Putting everything back into the definition of correlation, and the variances canceling out, we have:
\begin{align}
\mathrm{Corr}(\mathbf{x}, \mathbf{z}) &= \frac{\mathrm{Var}(\mathbf{x}) \mathrm{Diag}(\mathbf{w})}{\sqrt{\mathrm{Var}(\mathbf{x}) \mathrm{Var}(\mathbf{x})}} = \mathrm{Diag}(\mathbf{w}).\\
\end{align}
As the simulation above takes the mean of the diagonal elements, the mean of this diagonal matrix is simply:
$$\mathrm{E}[\mathrm{Corr}(\mathbf{x}, \mathbf{z})]= \sum_i \mathbf{w}_i/n = m/n.$$
TL;DR
Note that we showed $\mathrm{Var}(\mathbf{x})=\mathrm{Var}(\mathbf{z})$ above through those verbose steps as one of key simplification.

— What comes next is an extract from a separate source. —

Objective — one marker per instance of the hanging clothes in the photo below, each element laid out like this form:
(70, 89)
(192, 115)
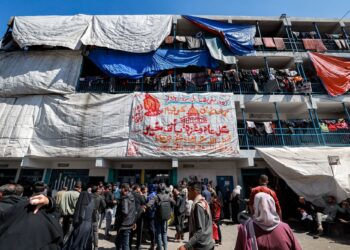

Conceptually, for an observer Alice who only observes $\mathbf{x}$ and another observer Bob who only observes $\mathbf{z}$, they couldn't distinguish the samples; all elements of $\mathbf{z}$ ultimately came from the same distribution as $\mathbf{x}$. Thus, they will have the same statistics, such as variance. Since $\mathbf{x}, \mathbf{z}$ contains $n$ i.i.d elements among which $m$ is shared, the sum along the diagonal of the numerator $\mathrm{Cov}(\mathbf{x}, \mathbf{z})$ of the correlation expression should be $m \mathrm{Var}(\mathbf{x})$. Now all $\mathrm{Var}(\mathbf{x})$ cancels out.